Sippy cups have been a staple in households with toddlers for decades. Sippy cups are easy to clean and they prevent spills, but they also severely impair your child’s oral development and do more harm than good. As a parent, I completely understand the role of this kind of convenience item, but as a dentist and orofacial myologist, I meet many parents who are not aware of the damage that can be done and aren’t aware of alternatives to sippy cups.
As a baby matures, their swallow pattern matures with them. Babies swallow differently during their first year when they use a suckle swallow pattern that includes them moving their tongue forward and backward to extract milk from the breast or bottle and sending it to the back of the tongue to swallow it. At around 12 months, your child’s swallow pattern begins to change and mature and using a bottle or a hard-spouted sippy cup can interfere with progression from infant suckle to a more mature swallow pattern. Your child has a lot of muscles to build as they develop as they grow and the over-use of hard sippy spouts may get in the way of development.
A swallowing pattern may not sound like a big deal, but it impacts everything in your child’s mouth and beyond. The use of sippy cups with a spout contributes to the malformation of the hard palate, leading to malocclusions and crooked teeth. This means that your child’s ability to develop proper drinking, swallowing, and articulation skills can be delayed.
When a child uses a sippy cup with a spout, their tongue is forced to drop underneath the spout and into the floor of the mouth. Since the spout keeps the tongue in the floor of the mouth, it encourages children to drink using all of the wrong muscles — muscles that are a major factor in causing crooked teeth and poor facial and dental development of the lips, tongue, jaw etc. This promotes mouth breathing which can cause crooked teeth, facial deformities, or poor growth in children and bad breath, gum disease, and worsened symptoms of other illnesses in adulthood. Extended use of sippy cups can also impede speech and language development so as you can see, this is no small issue.
A Few Alternatives
So how can you get the reduced spills that a sippy cup provides without using one? There are many alternative cup options, but you can start introducing an open cup to your child as young as 5-6 months of age. Open cup drinking helps to promote proper tongue placement and oral motor skills which are necessary progressive learning steps for your child. The earlier you introduce these skills, the less chance your child will have for crooked, misaligned teeth. Babies learn fast so it only takes a few days to weeks of daily practice for them to develop a new habit. When you compare that to the months of future therapy and years of braces to undo the damage of incorrect tongue placement, ditching sippy cups is a no-brainer.

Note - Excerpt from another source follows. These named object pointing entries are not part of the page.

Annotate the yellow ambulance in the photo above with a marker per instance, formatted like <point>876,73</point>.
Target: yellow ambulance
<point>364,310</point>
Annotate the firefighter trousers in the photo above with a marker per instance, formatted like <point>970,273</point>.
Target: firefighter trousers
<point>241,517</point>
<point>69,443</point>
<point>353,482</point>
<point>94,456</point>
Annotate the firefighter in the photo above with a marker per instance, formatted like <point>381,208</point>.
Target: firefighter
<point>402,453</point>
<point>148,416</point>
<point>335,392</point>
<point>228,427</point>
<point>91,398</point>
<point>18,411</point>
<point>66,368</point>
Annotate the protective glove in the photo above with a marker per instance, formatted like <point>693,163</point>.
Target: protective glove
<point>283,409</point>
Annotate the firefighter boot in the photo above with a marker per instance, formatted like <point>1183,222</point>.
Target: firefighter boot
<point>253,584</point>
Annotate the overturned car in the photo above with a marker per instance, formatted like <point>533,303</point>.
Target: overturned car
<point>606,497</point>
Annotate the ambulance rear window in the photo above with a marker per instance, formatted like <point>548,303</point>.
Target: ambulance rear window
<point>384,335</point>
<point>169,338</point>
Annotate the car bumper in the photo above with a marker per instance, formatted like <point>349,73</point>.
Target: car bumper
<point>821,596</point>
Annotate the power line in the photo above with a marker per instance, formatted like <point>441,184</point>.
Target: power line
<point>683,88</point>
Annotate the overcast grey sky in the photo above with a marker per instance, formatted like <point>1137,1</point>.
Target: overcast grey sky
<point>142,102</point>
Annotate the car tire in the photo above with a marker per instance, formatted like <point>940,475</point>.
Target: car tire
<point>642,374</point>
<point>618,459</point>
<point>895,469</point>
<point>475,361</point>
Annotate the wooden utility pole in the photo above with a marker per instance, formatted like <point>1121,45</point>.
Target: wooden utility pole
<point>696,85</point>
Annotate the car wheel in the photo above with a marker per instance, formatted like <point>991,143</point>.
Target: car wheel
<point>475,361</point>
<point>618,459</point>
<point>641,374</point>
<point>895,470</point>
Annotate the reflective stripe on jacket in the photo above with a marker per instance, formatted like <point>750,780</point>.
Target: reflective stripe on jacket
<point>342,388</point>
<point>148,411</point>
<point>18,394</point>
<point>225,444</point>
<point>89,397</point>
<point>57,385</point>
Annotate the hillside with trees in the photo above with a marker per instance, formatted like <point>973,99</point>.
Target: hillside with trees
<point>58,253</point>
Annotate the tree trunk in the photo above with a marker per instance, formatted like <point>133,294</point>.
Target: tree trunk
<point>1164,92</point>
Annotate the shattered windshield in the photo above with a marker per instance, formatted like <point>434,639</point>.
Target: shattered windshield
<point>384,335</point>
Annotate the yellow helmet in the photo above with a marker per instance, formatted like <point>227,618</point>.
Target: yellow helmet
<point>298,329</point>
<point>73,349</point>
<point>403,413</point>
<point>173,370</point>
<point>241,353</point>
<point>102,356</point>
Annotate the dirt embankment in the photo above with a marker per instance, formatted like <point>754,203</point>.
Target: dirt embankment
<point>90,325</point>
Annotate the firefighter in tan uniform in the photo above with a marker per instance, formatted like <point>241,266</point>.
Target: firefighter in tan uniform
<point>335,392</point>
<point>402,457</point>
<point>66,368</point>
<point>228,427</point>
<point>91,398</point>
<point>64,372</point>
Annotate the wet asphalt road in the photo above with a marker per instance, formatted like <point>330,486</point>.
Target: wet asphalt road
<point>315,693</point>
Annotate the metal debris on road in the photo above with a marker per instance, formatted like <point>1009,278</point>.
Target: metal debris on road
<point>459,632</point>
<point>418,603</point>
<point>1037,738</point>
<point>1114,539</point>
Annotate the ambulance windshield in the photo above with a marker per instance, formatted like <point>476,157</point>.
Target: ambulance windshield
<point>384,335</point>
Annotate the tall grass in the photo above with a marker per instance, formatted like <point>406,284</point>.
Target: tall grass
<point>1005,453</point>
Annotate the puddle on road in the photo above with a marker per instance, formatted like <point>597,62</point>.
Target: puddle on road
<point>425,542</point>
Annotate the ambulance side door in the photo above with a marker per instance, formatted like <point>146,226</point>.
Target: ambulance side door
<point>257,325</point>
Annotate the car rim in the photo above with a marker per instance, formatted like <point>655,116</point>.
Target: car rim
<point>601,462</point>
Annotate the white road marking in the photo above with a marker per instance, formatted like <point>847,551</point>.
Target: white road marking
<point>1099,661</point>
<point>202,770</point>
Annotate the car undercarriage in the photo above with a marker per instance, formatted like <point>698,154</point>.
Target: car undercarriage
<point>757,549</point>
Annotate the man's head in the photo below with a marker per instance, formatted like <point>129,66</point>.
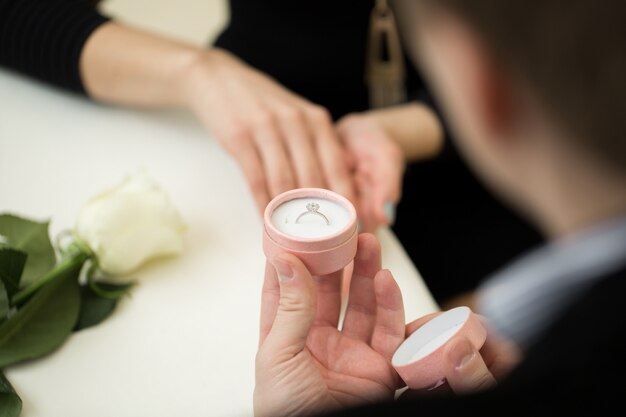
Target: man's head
<point>527,85</point>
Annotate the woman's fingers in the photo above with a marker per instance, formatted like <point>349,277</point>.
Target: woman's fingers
<point>330,152</point>
<point>361,310</point>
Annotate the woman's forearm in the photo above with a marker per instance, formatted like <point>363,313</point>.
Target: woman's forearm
<point>126,66</point>
<point>414,126</point>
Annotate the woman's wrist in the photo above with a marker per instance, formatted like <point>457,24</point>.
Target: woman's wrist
<point>415,127</point>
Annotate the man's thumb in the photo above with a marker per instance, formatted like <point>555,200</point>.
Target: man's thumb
<point>297,305</point>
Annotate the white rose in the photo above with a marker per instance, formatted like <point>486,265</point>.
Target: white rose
<point>130,224</point>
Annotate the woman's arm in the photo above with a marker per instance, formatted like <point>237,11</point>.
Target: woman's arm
<point>415,127</point>
<point>45,38</point>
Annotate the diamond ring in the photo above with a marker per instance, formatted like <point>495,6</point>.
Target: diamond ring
<point>312,208</point>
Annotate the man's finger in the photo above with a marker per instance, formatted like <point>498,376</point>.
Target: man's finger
<point>389,329</point>
<point>361,311</point>
<point>269,301</point>
<point>466,371</point>
<point>296,308</point>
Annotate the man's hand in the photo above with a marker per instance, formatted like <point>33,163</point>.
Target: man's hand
<point>306,365</point>
<point>469,370</point>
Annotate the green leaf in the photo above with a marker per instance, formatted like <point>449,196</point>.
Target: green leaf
<point>109,289</point>
<point>4,303</point>
<point>93,308</point>
<point>30,237</point>
<point>12,264</point>
<point>45,321</point>
<point>10,402</point>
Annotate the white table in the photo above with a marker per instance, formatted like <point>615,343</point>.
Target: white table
<point>184,343</point>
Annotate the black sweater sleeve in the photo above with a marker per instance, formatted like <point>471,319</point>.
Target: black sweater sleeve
<point>44,38</point>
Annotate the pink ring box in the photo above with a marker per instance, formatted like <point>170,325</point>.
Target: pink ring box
<point>419,360</point>
<point>323,254</point>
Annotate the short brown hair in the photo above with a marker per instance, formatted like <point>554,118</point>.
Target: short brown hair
<point>572,53</point>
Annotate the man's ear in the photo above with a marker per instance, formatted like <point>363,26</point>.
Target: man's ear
<point>490,88</point>
<point>483,82</point>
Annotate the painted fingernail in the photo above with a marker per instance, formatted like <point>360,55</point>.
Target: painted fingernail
<point>461,353</point>
<point>283,269</point>
<point>390,212</point>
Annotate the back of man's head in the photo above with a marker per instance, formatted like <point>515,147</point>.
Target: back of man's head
<point>572,54</point>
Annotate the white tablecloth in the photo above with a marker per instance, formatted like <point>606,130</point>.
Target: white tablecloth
<point>183,344</point>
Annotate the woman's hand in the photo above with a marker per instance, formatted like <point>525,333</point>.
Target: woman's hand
<point>280,140</point>
<point>377,167</point>
<point>305,365</point>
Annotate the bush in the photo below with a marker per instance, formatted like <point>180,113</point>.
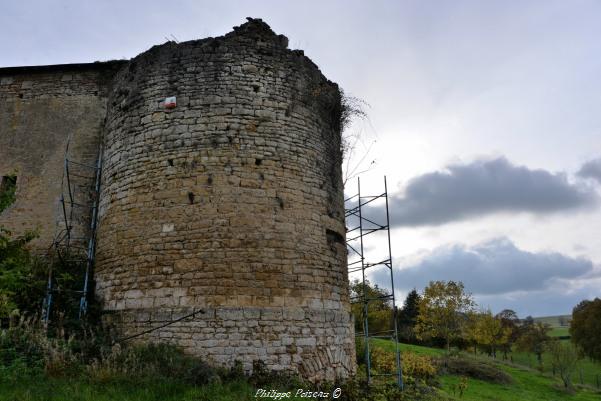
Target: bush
<point>149,362</point>
<point>383,361</point>
<point>262,377</point>
<point>356,390</point>
<point>26,349</point>
<point>475,369</point>
<point>418,366</point>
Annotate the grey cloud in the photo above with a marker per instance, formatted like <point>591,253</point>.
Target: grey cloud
<point>493,267</point>
<point>484,187</point>
<point>591,169</point>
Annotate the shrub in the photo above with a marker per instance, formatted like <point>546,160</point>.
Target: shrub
<point>262,377</point>
<point>475,369</point>
<point>418,366</point>
<point>25,345</point>
<point>149,362</point>
<point>383,361</point>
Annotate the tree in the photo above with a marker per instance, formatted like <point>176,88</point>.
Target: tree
<point>585,328</point>
<point>533,338</point>
<point>441,311</point>
<point>564,359</point>
<point>490,332</point>
<point>470,329</point>
<point>379,311</point>
<point>407,317</point>
<point>510,321</point>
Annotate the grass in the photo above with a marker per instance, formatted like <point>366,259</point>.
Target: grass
<point>54,389</point>
<point>528,384</point>
<point>60,389</point>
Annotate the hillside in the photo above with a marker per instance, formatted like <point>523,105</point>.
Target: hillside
<point>528,384</point>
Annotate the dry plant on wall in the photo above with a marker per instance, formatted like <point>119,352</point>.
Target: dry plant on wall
<point>353,109</point>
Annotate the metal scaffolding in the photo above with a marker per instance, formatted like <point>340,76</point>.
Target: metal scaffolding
<point>75,238</point>
<point>365,217</point>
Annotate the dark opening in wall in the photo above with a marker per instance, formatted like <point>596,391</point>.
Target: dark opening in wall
<point>8,189</point>
<point>334,237</point>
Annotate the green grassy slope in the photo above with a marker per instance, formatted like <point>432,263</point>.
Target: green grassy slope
<point>528,385</point>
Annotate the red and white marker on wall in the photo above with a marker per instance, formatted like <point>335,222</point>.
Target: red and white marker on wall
<point>170,102</point>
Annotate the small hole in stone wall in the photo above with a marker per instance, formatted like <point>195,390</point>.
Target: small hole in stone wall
<point>8,189</point>
<point>334,237</point>
<point>280,202</point>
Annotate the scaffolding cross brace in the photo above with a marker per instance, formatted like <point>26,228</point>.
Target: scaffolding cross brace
<point>359,226</point>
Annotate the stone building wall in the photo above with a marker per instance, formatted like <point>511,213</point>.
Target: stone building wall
<point>40,107</point>
<point>232,202</point>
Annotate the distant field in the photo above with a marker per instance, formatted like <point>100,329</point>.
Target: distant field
<point>555,321</point>
<point>560,332</point>
<point>528,385</point>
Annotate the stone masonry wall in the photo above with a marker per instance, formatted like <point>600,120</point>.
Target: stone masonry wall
<point>40,107</point>
<point>232,202</point>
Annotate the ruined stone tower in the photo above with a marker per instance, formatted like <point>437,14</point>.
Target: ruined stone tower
<point>231,202</point>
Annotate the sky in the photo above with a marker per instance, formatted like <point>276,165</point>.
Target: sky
<point>484,116</point>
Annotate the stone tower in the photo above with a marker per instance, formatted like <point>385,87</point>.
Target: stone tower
<point>230,202</point>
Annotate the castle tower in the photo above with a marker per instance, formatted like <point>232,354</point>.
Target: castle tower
<point>230,202</point>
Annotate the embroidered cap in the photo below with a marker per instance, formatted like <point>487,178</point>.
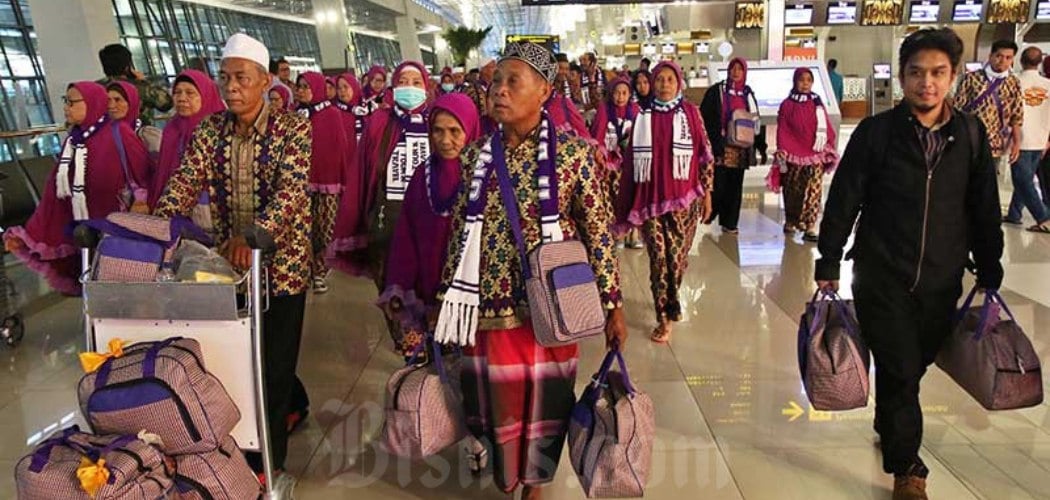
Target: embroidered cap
<point>243,46</point>
<point>536,56</point>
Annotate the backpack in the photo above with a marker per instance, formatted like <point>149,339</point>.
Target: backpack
<point>163,388</point>
<point>133,469</point>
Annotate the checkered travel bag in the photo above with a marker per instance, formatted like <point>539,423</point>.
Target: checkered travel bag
<point>163,388</point>
<point>992,358</point>
<point>423,410</point>
<point>611,434</point>
<point>833,358</point>
<point>219,475</point>
<point>75,465</point>
<point>135,247</point>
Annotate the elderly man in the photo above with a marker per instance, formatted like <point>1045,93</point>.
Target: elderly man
<point>520,409</point>
<point>253,164</point>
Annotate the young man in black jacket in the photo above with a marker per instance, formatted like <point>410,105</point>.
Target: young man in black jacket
<point>922,180</point>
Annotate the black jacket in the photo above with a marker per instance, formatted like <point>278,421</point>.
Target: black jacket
<point>918,224</point>
<point>711,111</point>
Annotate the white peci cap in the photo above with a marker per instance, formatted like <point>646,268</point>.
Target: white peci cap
<point>243,46</point>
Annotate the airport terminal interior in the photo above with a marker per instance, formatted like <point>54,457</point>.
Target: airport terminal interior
<point>732,416</point>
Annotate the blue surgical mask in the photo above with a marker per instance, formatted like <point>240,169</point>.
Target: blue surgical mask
<point>410,98</point>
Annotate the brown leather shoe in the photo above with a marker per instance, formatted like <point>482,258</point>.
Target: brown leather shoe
<point>909,487</point>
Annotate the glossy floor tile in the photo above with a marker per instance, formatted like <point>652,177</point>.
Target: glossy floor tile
<point>732,417</point>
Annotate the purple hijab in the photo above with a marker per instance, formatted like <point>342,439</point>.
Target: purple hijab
<point>180,129</point>
<point>421,236</point>
<point>328,154</point>
<point>45,246</point>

Of course, you may not always be able to use open cups and there are some great alternatives to sippy cups that do not create oral health issues. The Playtex Sipster, guaranteed by Playtex to be leak-free, has a straw so it requires your child to build the muscles required for a mature swallowing pattern. The Wow Cup requires sucking to extract the liquid which is great for orofacial muscle development. The Thinkster Steel Bottle by thinkbaby has a no-spill straw design with detachable handles.
If you’re wondering “How long should a toddler use a sippy cup?”, we recommend that you avoid traditional sippy cups entirely and opt for one of the alternatives listed above. That way you won’t be taking the chance of a sippy cup interfering with your child’s oral development.